Tokenize String using Natural Language Processing in SwiftUI

DevTechie Inc

Jul 8, 2023

Starting iOS 12, Apple introduced many APIs to bring Natural Language Processing native to Apple’s ecosystem.

Today, we will explore NLTokenizer which helps separate text into desired units leveraging power of Natural Language Processing.

Tokenizing a string

Tokenizing a string simply means that we separate a string into semantic units and analyze it for various use cases. We may want to divide string into units so we can understand the Names, addresses or Locations mentioned in the given text or we may want to understand the overall sentiment of the written text for positive or negative statement.

If the text is written in english language, we may opt to split the string using a separator but this approach may not work for the languages such as Chinese, Japanese or Korean to name a few where spaces are not used to separate their words so for these kind of use cases we can leverage power of Tokenization from Natural Language Processing.

NLTokenizer

NLTokenizer creates individual units from natural language text.

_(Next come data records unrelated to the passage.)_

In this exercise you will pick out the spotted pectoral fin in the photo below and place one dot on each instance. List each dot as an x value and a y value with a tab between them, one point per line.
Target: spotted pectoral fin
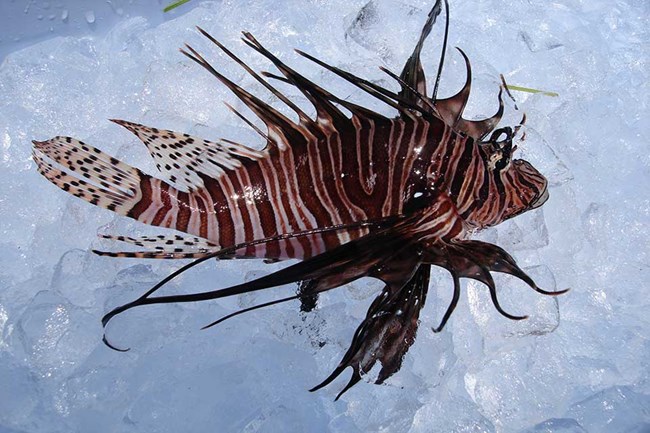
184	159
162	247
88	173
388	330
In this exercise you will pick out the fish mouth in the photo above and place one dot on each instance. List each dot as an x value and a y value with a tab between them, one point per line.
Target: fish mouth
541	198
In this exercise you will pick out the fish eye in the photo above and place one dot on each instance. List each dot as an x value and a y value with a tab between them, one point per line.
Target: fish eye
498	149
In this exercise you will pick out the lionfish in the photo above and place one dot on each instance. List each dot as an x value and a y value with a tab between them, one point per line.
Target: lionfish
351	193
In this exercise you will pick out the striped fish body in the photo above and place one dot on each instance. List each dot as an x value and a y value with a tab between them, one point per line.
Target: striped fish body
349	195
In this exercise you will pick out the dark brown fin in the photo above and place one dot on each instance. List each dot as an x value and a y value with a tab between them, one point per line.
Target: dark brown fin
388	330
308	295
452	108
412	74
443	53
475	260
304	118
331	269
281	129
390	98
477	129
320	98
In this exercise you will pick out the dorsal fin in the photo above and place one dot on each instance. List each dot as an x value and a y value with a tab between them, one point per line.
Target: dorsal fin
183	158
451	109
412	73
477	129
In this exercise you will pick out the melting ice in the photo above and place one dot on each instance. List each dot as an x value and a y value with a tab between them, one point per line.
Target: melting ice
579	364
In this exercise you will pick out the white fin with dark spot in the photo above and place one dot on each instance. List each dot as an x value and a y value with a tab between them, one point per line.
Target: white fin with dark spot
183	158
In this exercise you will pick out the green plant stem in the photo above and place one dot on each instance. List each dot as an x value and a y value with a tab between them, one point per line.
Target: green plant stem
174	5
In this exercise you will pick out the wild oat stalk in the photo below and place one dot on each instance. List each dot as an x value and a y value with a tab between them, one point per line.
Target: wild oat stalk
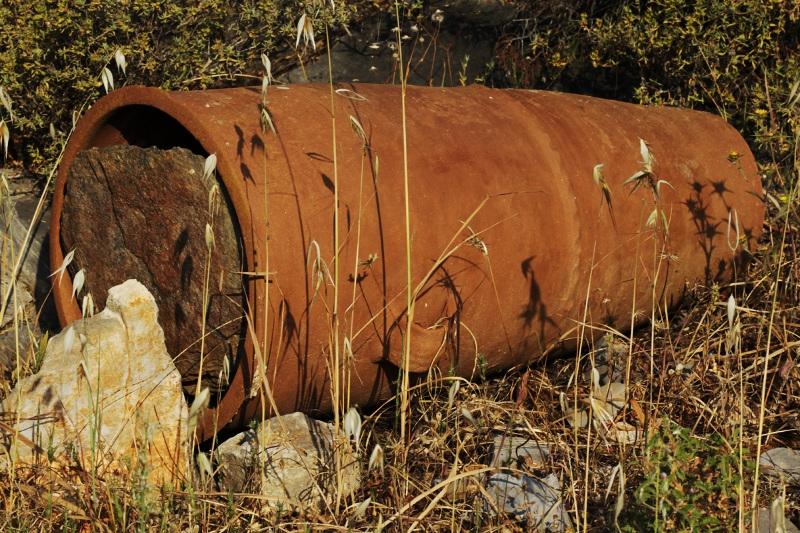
405	380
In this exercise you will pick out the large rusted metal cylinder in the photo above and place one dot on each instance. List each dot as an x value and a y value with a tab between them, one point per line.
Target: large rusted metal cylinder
514	239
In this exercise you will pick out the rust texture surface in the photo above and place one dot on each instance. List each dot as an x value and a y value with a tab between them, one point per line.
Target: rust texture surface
511	235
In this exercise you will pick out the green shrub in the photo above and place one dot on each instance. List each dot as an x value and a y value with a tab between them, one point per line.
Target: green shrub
737	59
690	483
52	52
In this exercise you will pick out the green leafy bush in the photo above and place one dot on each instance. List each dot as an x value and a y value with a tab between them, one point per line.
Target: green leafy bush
52	52
690	483
738	59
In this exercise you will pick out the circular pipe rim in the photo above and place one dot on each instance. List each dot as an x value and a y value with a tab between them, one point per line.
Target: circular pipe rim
233	399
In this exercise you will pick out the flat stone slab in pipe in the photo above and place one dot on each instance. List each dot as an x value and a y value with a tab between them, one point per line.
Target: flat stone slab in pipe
523	220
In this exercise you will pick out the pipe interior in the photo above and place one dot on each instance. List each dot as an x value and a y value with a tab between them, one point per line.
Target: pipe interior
179	273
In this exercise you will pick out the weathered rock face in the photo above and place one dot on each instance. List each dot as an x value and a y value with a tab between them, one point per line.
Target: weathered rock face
142	213
107	394
298	462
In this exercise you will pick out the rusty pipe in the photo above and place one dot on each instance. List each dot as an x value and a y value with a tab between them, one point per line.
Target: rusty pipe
515	242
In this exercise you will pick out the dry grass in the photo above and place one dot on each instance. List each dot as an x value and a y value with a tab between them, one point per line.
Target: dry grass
698	383
733	385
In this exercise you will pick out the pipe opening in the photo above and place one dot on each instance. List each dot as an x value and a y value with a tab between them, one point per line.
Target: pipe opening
136	205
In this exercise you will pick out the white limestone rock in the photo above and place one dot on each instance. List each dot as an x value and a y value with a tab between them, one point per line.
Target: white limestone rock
298	462
107	394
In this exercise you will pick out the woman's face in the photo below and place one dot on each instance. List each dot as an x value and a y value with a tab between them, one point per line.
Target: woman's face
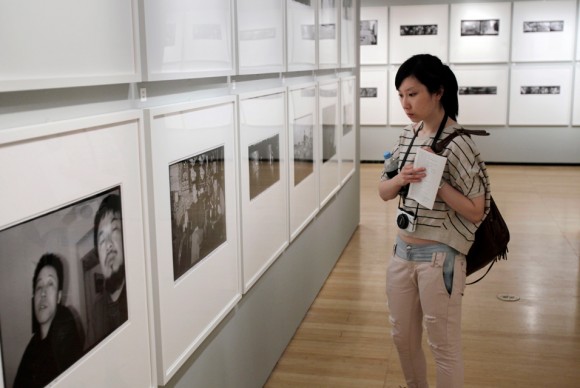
46	296
416	100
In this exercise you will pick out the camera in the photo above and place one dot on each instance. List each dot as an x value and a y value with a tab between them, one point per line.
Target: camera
406	220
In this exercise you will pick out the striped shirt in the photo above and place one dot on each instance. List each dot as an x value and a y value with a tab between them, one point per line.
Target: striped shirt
465	171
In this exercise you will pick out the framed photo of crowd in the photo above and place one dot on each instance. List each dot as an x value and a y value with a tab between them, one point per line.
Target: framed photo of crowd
72	258
264	180
188	39
302	156
193	220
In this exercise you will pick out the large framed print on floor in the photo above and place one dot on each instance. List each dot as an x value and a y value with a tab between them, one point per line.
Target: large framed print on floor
72	259
260	36
301	22
193	222
302	156
418	29
543	31
188	39
349	128
373	35
373	96
540	94
480	32
63	44
482	86
348	33
264	183
328	33
329	131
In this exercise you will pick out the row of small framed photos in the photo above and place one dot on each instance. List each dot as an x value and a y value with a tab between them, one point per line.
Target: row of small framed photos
226	185
180	40
517	94
536	31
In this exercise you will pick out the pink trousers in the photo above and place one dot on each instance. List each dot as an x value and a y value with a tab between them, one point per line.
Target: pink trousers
417	296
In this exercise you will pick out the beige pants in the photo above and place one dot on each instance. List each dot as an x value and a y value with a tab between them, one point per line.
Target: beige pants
417	295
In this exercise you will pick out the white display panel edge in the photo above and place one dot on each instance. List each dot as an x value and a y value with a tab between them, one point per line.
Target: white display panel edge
304	201
102	153
264	216
193	302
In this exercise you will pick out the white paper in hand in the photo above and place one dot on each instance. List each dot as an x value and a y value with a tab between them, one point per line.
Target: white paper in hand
425	191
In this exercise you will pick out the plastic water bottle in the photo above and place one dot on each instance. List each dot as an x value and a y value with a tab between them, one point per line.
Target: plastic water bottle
391	167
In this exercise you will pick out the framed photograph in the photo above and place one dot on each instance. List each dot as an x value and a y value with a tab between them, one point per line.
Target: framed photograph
417	29
193	222
63	44
260	36
72	254
483	94
480	32
373	35
301	23
188	39
328	34
373	96
349	128
302	156
264	182
348	27
543	31
329	112
540	94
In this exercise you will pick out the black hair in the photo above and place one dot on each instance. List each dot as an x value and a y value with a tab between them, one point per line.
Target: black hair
52	260
435	75
110	204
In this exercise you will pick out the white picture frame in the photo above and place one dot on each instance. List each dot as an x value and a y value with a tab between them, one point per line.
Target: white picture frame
188	39
349	128
373	96
303	160
374	35
348	26
260	36
329	130
483	94
328	34
301	46
192	301
480	32
63	44
102	154
264	190
543	31
425	29
540	94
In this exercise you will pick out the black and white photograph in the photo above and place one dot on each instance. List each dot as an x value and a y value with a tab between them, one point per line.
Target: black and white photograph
264	165
73	259
328	133
419	29
540	89
479	27
368	92
198	210
369	32
544	26
303	130
467	90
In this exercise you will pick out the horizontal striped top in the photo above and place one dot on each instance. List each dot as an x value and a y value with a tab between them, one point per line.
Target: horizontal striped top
465	171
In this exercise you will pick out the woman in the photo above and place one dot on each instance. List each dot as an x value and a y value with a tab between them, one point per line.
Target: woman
56	343
426	276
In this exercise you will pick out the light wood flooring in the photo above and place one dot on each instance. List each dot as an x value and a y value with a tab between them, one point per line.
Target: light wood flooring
344	339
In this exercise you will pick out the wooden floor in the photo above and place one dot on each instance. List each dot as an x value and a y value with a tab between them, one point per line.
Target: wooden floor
344	340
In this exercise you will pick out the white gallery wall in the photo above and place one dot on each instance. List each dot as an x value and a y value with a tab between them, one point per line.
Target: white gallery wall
516	63
227	134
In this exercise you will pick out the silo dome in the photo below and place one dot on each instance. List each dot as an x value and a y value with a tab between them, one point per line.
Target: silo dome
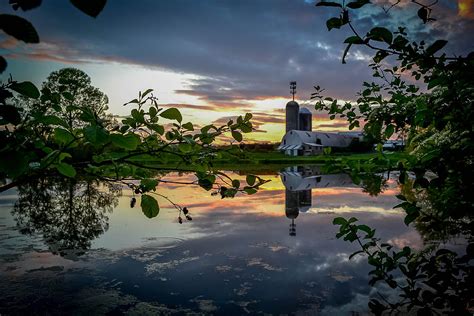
292	116
305	120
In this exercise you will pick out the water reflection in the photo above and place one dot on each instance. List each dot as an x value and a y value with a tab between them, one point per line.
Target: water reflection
235	257
68	213
299	182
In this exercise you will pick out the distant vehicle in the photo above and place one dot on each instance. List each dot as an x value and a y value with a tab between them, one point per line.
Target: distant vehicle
392	145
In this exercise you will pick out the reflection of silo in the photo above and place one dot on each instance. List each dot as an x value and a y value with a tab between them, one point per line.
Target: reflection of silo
305	120
304	200
291	209
292	116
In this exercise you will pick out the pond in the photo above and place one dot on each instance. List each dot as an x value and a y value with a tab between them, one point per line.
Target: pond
79	248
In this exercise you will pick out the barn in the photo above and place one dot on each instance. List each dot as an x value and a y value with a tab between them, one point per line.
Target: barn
306	143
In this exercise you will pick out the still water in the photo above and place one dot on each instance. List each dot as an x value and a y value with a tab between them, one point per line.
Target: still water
84	250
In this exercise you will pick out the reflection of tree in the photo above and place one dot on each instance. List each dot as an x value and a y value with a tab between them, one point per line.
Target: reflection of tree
373	184
69	213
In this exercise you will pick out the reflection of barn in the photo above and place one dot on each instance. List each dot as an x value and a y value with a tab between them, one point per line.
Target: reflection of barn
298	182
301	140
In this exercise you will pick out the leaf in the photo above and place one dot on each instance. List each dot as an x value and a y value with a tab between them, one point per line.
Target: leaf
129	141
423	14
380	34
355	253
436	46
9	114
364	228
339	221
96	135
3	64
149	206
328	4
237	136
389	131
66	170
51	120
357	4
236	184
250	179
411	217
157	128
148	184
19	28
63	136
188	126
334	23
380	55
25	5
172	114
153	111
354	40
146	92
26	89
90	7
345	53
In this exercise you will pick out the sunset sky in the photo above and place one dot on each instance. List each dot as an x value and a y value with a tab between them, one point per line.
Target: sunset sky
218	59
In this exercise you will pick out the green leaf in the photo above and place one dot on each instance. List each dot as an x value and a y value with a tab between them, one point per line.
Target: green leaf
146	92
19	28
148	184
63	136
189	126
436	46
149	206
334	23
90	7
354	40
157	128
339	221
66	170
237	136
328	4
67	95
357	4
423	14
153	111
345	53
26	89
389	131
51	120
96	135
9	114
3	64
380	55
172	114
250	179
129	141
380	34
355	253
250	191
236	184
364	228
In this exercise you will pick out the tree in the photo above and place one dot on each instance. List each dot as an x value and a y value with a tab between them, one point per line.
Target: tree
435	179
73	87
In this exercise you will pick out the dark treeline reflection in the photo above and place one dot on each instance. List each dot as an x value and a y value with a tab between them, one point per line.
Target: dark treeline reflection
68	213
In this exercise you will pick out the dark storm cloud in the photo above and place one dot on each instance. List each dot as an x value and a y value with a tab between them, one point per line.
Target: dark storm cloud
241	49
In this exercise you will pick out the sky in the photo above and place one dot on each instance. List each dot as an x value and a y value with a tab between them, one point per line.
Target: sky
215	60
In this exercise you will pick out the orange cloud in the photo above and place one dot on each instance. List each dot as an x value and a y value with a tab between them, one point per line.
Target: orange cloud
466	8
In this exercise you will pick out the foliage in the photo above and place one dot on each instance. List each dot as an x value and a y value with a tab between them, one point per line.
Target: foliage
429	282
22	30
57	134
436	119
69	213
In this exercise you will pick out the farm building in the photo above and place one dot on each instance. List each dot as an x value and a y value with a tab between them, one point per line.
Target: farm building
300	140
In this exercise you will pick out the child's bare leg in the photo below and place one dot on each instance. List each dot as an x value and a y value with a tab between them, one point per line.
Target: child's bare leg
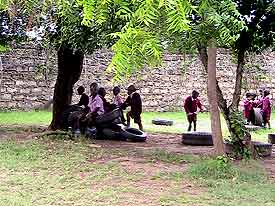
128	119
269	126
190	126
140	126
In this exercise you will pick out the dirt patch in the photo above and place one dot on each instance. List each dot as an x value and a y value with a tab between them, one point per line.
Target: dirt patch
19	132
168	142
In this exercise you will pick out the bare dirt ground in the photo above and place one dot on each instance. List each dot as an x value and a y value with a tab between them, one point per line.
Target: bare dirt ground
166	142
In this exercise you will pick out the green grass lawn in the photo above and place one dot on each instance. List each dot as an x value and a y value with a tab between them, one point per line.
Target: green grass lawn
179	118
46	172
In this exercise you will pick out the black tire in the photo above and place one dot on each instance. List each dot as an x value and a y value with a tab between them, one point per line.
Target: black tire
271	138
108	133
258	120
162	122
253	127
65	115
108	117
197	138
133	135
263	149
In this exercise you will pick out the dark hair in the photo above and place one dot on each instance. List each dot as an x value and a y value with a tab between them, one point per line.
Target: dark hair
81	89
248	94
94	84
116	88
101	91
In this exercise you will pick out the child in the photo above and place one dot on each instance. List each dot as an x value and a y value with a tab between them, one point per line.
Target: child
96	104
248	105
191	105
117	100
266	108
107	106
134	101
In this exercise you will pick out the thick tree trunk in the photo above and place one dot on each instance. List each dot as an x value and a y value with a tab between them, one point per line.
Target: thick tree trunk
70	65
213	103
204	59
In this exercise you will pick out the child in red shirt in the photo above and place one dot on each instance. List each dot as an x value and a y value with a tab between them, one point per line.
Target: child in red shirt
191	105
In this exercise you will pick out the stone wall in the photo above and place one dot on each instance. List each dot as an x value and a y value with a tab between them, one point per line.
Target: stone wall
28	78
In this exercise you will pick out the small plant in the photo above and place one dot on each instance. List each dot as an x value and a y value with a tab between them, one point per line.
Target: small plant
218	168
241	139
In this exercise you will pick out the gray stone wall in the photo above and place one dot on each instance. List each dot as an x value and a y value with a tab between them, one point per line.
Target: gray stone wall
28	78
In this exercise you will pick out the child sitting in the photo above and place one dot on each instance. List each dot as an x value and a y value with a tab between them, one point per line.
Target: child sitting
134	101
117	100
191	105
266	108
248	108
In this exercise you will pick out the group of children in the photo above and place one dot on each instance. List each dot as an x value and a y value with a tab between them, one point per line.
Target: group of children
96	105
253	101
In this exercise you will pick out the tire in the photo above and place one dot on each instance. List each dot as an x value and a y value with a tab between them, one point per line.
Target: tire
133	135
258	121
271	138
162	122
108	117
197	138
111	134
253	127
263	149
65	115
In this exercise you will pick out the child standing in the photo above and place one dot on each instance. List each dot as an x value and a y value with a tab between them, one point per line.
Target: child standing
191	105
266	108
248	105
134	101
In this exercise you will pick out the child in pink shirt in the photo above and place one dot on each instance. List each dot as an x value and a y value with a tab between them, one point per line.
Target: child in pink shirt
266	108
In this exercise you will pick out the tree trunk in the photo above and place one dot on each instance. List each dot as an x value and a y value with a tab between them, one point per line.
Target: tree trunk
70	65
213	103
204	59
238	83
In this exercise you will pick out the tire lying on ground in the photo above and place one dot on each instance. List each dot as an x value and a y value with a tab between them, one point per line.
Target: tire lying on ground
263	149
271	138
108	117
113	135
162	122
133	135
258	121
197	138
253	127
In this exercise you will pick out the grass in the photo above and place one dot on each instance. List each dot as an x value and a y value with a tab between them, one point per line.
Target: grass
179	118
53	171
230	185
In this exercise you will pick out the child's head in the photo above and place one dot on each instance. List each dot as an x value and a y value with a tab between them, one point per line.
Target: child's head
266	93
249	96
131	89
94	88
195	94
116	90
80	90
102	92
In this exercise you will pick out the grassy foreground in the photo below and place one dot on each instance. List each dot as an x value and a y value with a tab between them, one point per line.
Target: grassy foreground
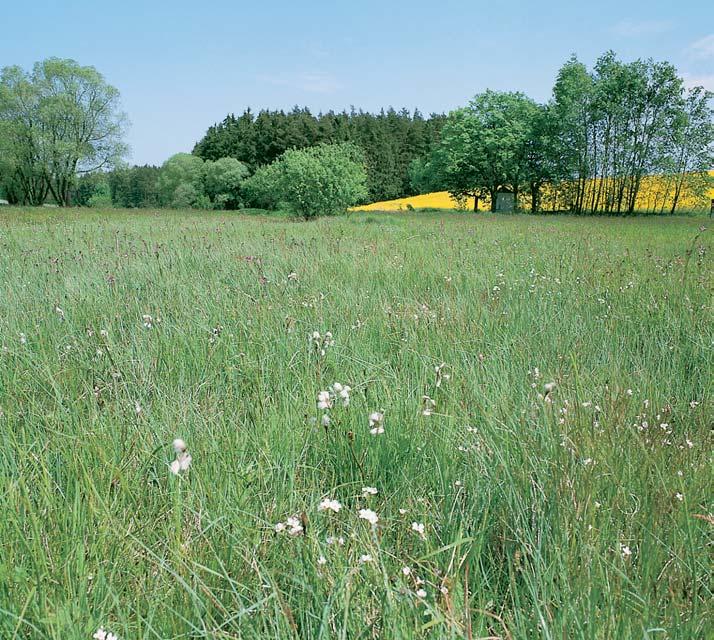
584	512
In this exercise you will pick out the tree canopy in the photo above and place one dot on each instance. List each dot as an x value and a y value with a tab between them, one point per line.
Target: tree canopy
57	122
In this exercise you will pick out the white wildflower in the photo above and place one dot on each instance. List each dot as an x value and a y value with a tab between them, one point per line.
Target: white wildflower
324	401
369	515
294	526
183	457
342	392
428	406
329	505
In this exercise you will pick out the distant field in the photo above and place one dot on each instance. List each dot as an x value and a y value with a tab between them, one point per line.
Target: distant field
655	191
505	506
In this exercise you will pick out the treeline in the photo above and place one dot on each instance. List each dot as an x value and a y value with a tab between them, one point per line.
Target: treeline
57	122
588	149
389	140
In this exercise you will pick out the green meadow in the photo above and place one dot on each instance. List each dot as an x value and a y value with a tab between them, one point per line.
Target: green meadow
543	384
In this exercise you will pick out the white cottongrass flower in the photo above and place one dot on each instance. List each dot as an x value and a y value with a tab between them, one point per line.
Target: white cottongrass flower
324	401
441	376
369	515
376	423
329	505
294	526
428	406
321	343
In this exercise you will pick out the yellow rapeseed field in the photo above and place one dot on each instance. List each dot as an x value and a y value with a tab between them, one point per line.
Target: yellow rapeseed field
655	192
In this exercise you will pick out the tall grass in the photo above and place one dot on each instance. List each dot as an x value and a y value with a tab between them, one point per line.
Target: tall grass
579	513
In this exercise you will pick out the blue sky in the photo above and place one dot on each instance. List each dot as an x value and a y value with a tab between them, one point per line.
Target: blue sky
180	66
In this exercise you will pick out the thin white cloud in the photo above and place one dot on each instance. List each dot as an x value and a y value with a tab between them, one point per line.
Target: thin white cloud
637	28
698	80
703	48
311	81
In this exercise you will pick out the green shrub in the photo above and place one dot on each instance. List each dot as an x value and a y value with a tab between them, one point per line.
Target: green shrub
322	180
262	189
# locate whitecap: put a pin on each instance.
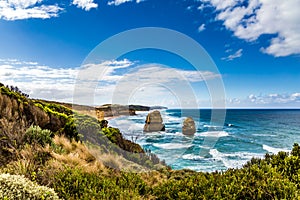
(173, 146)
(213, 134)
(192, 157)
(211, 126)
(274, 150)
(234, 160)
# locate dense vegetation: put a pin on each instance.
(70, 156)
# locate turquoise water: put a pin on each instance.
(245, 134)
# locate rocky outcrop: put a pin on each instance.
(25, 113)
(154, 122)
(188, 127)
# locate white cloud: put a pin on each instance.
(119, 2)
(25, 9)
(201, 28)
(273, 100)
(251, 19)
(155, 82)
(85, 4)
(237, 54)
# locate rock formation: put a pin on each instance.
(154, 122)
(188, 127)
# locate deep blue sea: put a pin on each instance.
(246, 133)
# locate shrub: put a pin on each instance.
(16, 187)
(34, 134)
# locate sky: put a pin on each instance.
(51, 50)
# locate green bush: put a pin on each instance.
(75, 184)
(16, 187)
(34, 134)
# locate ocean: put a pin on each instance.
(246, 133)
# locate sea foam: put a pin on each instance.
(274, 150)
(173, 146)
(213, 134)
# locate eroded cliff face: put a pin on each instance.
(25, 112)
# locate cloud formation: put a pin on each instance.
(201, 28)
(251, 19)
(25, 9)
(233, 56)
(85, 4)
(119, 2)
(44, 82)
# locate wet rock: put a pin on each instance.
(154, 122)
(188, 127)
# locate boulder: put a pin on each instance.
(154, 122)
(188, 127)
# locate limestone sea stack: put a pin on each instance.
(154, 122)
(188, 127)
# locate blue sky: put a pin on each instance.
(255, 45)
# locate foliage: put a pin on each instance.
(34, 134)
(16, 187)
(76, 184)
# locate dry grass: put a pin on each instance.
(154, 178)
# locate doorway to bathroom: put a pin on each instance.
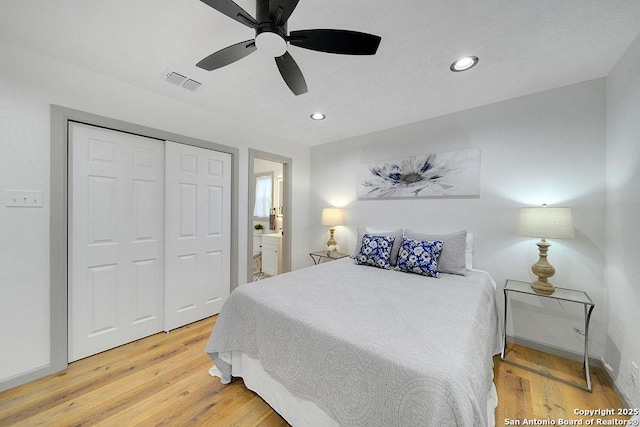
(269, 237)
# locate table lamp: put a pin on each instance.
(332, 217)
(545, 222)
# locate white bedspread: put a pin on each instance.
(371, 347)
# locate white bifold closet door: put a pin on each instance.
(149, 234)
(197, 231)
(116, 227)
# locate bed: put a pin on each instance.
(354, 345)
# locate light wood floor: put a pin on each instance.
(163, 380)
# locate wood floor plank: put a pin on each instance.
(164, 380)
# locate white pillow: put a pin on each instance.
(452, 258)
(468, 251)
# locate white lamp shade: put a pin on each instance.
(332, 216)
(546, 222)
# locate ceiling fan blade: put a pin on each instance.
(233, 11)
(228, 55)
(281, 10)
(336, 41)
(291, 74)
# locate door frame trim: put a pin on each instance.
(286, 223)
(60, 117)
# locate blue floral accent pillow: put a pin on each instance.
(375, 251)
(421, 257)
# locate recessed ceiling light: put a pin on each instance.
(464, 63)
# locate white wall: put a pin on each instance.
(29, 83)
(623, 220)
(543, 148)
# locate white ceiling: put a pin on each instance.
(524, 46)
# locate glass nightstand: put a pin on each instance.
(320, 255)
(563, 294)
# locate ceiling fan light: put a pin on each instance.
(271, 44)
(464, 63)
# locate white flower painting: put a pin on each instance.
(447, 174)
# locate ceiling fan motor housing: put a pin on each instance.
(270, 36)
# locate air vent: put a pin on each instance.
(191, 85)
(175, 78)
(180, 80)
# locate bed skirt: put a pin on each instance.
(298, 411)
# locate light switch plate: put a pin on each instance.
(23, 198)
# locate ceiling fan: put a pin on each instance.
(270, 25)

This class is defined inside NaturalLanguage framework and we start by creating an object for the class.

NLTokenizer initializer requires linguistic unit to define the desired unit (word, sentence, paragraph, or document as declared in the NLTokenUnit) for tokenization.

let tokenizer = NLTokenizer(unit: .word)

Once the object instance is created, we can then assign a string to tokenize.

tokenizer.string = "Checkout DevTechie for more on iOS development content."

The enumerateTokens(in:using:) method provides the ranges of the tokens in the string based on the tokenization unit.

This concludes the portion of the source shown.